Pour un ami j'ai toujours une montre
oubliée dans un fond de poche.
Mais cette montre n'indique pas le temps inutile.
Se sont des restes de tabac et de tendresse rapide.
C'est un arc-en-ciel d'ombre, chaud et tremblotant.
C'est un verre de vin avec mon sang et le soleil.

Arrivé sur les hauts de Lausanne, lors d'un crochet dans la capitale vaudoise semi-improvisé, j'ai constaté que la campagne, à cet endoit, borde encore en partie la ville. La Blécherette dépassée, parti direction le Mont, on voit des vaches, une grosse étable aussi, qui semble toute surprise d'être toujours en vie. Elle secoue la tête en regardant le long bouchon de voitures qui s'étire depuis la sortie d'autoroute.

J'allais dans un endroit où les livres sont refourgués au poids, et les CD pour ainsi dire donnés. Je trouve à chaque passage de quoi remplir un sac. Puis, quelques mois plus tard, quand je ne peux m'empêcher de reprendre mes pérégrinations, que les tas de rebuts se sont superposés, se repose la sempiternelle question: tu fais quoi de tout ça, maintenant, espèce de couillon?!?

Le retour au centre s'est déroulé par le bord du ruisseau qui donne son nom à la zone devenue tendance ces dernières années, le Flon. En amont des magasins et autres paradis pour noctambules, il chemine tranquillement dans une verdure surprenante, il salue le Bois-Gentil, sa prison, son centre oecuménique fort moderne et ses terrains de sport.
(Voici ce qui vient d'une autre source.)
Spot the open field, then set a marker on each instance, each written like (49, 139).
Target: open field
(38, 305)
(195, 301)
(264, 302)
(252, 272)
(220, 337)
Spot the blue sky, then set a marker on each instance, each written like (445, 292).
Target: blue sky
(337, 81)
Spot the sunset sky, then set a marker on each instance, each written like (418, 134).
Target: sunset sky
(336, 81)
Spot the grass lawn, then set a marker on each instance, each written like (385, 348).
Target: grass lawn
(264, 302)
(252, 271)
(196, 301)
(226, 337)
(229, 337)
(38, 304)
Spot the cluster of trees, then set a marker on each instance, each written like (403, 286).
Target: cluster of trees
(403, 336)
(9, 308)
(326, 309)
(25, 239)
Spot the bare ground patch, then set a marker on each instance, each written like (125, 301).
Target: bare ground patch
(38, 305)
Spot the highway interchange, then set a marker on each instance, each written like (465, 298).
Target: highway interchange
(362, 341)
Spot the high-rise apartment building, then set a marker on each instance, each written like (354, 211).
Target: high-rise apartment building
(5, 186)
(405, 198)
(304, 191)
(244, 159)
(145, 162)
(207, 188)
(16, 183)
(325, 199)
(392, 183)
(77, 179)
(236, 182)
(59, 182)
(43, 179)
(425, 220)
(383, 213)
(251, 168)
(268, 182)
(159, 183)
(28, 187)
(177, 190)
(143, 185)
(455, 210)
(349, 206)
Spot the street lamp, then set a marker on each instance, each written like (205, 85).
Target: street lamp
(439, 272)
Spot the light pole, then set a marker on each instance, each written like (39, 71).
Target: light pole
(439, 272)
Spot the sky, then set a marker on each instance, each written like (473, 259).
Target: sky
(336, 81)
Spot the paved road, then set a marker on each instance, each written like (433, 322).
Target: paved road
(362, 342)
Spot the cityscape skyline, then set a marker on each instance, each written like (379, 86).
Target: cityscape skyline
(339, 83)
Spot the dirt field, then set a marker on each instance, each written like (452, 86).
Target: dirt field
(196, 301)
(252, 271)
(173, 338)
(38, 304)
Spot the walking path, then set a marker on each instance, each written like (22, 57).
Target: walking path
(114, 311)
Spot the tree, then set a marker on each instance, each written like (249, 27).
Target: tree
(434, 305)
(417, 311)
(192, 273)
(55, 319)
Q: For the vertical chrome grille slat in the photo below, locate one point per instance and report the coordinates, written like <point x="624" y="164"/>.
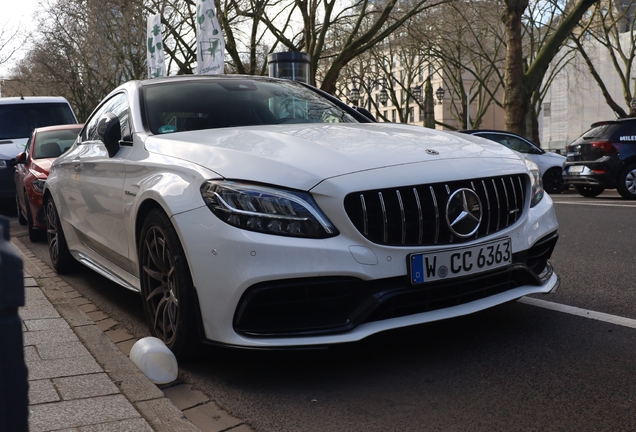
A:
<point x="436" y="215"/>
<point x="397" y="218"/>
<point x="514" y="193"/>
<point x="385" y="219"/>
<point x="397" y="192"/>
<point x="420" y="215"/>
<point x="365" y="215"/>
<point x="483" y="183"/>
<point x="498" y="204"/>
<point x="503" y="184"/>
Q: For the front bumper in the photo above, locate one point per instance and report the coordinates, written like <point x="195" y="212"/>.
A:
<point x="266" y="291"/>
<point x="329" y="305"/>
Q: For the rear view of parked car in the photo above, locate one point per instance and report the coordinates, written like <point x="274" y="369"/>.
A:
<point x="550" y="164"/>
<point x="18" y="117"/>
<point x="32" y="170"/>
<point x="604" y="157"/>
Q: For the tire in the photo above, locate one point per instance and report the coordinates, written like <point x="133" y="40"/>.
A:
<point x="553" y="181"/>
<point x="35" y="235"/>
<point x="626" y="182"/>
<point x="167" y="290"/>
<point x="589" y="191"/>
<point x="61" y="258"/>
<point x="21" y="219"/>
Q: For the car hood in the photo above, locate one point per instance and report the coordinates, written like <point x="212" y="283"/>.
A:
<point x="301" y="156"/>
<point x="557" y="157"/>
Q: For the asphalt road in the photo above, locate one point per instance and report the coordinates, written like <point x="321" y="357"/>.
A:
<point x="517" y="367"/>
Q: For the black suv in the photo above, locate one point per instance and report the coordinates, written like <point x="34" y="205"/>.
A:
<point x="604" y="157"/>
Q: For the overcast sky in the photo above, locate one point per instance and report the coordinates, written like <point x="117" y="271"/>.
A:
<point x="13" y="14"/>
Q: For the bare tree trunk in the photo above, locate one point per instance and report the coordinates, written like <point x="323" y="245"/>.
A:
<point x="515" y="94"/>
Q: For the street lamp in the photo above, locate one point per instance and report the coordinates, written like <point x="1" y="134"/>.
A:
<point x="440" y="94"/>
<point x="354" y="94"/>
<point x="417" y="93"/>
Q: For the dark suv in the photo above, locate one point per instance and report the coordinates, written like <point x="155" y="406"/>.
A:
<point x="604" y="157"/>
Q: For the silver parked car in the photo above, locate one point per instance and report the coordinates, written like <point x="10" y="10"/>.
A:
<point x="550" y="164"/>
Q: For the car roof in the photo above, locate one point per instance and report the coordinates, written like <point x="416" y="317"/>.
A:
<point x="474" y="131"/>
<point x="59" y="127"/>
<point x="174" y="78"/>
<point x="613" y="121"/>
<point x="31" y="99"/>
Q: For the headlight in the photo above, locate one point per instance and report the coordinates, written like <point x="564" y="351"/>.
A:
<point x="38" y="185"/>
<point x="266" y="209"/>
<point x="535" y="182"/>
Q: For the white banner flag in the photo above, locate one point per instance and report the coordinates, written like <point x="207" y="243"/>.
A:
<point x="210" y="42"/>
<point x="155" y="55"/>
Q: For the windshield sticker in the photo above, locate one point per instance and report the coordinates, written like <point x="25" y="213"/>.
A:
<point x="167" y="129"/>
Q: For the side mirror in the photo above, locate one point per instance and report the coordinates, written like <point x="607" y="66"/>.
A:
<point x="109" y="131"/>
<point x="20" y="158"/>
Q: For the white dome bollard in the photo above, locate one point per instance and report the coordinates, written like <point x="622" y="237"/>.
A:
<point x="155" y="360"/>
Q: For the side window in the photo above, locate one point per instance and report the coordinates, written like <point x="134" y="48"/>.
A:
<point x="519" y="145"/>
<point x="27" y="147"/>
<point x="117" y="105"/>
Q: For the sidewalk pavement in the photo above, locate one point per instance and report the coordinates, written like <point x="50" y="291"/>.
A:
<point x="80" y="376"/>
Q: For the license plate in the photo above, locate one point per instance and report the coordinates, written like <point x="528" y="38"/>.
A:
<point x="451" y="263"/>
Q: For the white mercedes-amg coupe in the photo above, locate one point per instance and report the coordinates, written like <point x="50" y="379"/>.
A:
<point x="265" y="213"/>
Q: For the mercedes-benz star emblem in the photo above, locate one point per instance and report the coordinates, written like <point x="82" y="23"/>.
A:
<point x="463" y="213"/>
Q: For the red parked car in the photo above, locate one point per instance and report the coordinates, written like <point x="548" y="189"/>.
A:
<point x="32" y="170"/>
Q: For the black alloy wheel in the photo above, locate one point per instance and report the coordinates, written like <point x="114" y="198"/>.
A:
<point x="553" y="181"/>
<point x="21" y="219"/>
<point x="589" y="191"/>
<point x="166" y="286"/>
<point x="626" y="184"/>
<point x="61" y="257"/>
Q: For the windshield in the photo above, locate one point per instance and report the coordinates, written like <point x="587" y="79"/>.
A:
<point x="183" y="106"/>
<point x="18" y="120"/>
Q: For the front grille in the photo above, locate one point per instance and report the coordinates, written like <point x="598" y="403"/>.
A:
<point x="416" y="215"/>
Il clapote des pieds de nez aux automobilistes pressés.

Avant d'amorcer la descente, j'ai pris une dernièer bouchée de panorama, on apercevait un carreau de lac qui guignait; au-dessus de lui, des montagnes rendues inquiétantes par des traînées de neige déjà bien édulcorées.

Oui, c'est vrai, je vous ai trimbalés de Fribourg à Lausanne sans transition. Vous vous êtes même rendus à Berne sans le savoir. Il y avait aussi entre ces paragraphes un crochet bâlois que j'ai omis. Sans parler de Paris et de Lisbonne. Un moment la nuit arrive, soudain c'est le jour qui est là.

C'est somme toute une sympathique perversité du clavier, ces téléportations à volonté, cette vitalité à discrétion; cette synchronicité fantasmée des frissons.

Calet vous salue:

"De trente à quarante, je me suis débarrassé de quelques inutilités; je ne crie plus, j'ai mis la sourdine; je vais plus librement. Et puis, à force de grimper, je crois que j'ai accédé à une sorte de plate-forme d'où l'on distingue un peu plus nettement les objets et les hommes, et soi-même. Ensuite, il n'y aura plus qu'à se laisser aller, doucement. Cela devrait marcher tout seul. Mais il se peut que je me trompe."